Redakcja Polska

Rosyjscy komentatorzy niezależni: Moskwa prowokuje napięcia w Donbasie i straszy Zachód wojną

12.04.2021 10:33
Rosja nie zaprzestała koncentracji wojsk na granicy z Ukrainą - donoszą rosyjskie media niezależne. W ocenie analityka wojskowego Aleksandra Golca, Moskwa nie szykuje się do wojny, a jedynie próbuje nastraszyć Kijów i państwa NATO. Podobną opinię wyraziła publicystka Julia Łatynina, która zasugerowała, że taki militarny szantaż pozwoli Kremlowi przekierować uwagę Zachodu z Aleksieja Nawalnego na Donbas. Ostrzegał jednak, że zaostrzenie konfliktu zbrojnego zależy od tego, co Kreml uzna za bardziej korzystne - wojnę, czy szantaż.
Audio
  • Rosyjscy komentatorzy niezależni: Moskwa prowokuje napięcia w Donbasie i straszy Zachód wojną. Materiał Macieja Jastrzębskiego (IAR)
Rosyjskie samoloty bojowe piątej generacji Su-57
Rosyjskie samoloty bojowe piątej generacji Su-57EPA/MAXIM SHIPENKOV Dostawca: PAP/EPA.

Od początku kwietnia rosyjskie media niezależne informują o największej od 2015 roku koncentracji rosyjskich wojsk w pobliżu granic Ukrainy. Rosyjskie Ministerstwo Obrony tłumaczy, że to praktyczny sprawdzian gotowości bojowej, po zimowych szkoleniach w koszarach. Władze w Kijowe i państwa NATO, w tym Polska wyraziły zaniepokojenie działaniami Rosji, obawiając się zaostrzenia konfliktu zbrojnego w Donbasie. Zdaniem eksperta wojskowego Aleksandra Golca, nie należy wpadać w panikę, ale trzeba być bardzo czujnym, ponieważ Rosja już w 2014 roku pokazała, że jest gotowa złamać wszelkie międzynarodowe ustalenia i normy.
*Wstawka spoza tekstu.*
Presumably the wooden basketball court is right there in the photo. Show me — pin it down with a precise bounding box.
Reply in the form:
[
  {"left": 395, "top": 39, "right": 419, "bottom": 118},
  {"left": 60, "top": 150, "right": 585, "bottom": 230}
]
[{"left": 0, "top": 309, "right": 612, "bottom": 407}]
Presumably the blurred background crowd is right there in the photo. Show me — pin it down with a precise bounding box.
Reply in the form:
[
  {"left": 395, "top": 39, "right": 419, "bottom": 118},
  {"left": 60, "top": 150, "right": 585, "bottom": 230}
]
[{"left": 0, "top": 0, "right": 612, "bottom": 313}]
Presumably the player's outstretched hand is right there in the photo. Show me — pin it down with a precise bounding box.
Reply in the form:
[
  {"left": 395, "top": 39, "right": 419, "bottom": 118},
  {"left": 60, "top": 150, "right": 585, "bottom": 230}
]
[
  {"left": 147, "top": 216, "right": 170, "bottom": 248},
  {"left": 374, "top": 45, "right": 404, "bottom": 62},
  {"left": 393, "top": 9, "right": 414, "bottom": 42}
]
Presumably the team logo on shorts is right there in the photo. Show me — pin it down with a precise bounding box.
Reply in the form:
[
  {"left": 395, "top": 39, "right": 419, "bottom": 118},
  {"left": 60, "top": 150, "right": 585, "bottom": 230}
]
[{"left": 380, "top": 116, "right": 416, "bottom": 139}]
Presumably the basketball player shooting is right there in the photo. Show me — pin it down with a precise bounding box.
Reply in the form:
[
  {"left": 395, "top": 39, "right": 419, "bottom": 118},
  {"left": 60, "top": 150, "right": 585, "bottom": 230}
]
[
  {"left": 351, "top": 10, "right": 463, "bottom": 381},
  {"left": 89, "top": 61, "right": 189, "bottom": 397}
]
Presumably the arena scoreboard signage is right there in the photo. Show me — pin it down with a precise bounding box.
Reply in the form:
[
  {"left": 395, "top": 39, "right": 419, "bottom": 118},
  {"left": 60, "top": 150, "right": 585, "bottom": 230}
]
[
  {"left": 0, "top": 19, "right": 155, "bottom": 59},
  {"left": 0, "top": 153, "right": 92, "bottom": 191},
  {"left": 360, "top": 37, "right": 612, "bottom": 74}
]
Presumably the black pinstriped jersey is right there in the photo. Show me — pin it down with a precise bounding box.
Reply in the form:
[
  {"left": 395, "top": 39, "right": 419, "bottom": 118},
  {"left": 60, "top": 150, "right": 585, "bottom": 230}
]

Rosyjski analityk wskazuje też na mniejszą liczbę wojsk zgromadzonych przez Rosję w pobliżu ukraińskiej granicy, niż 7 lat temu i stawia tezę, że tym razem nie chodzi o wojnę, ale o demonstrację siły. Jednocześnie podkreśla, że przy niezwykle chłodnych relacjach Rosji z Zachodem, jedyna możliwość wywierania presji, jaka jeszcze pozostała Moskwie, to straszenie wojną.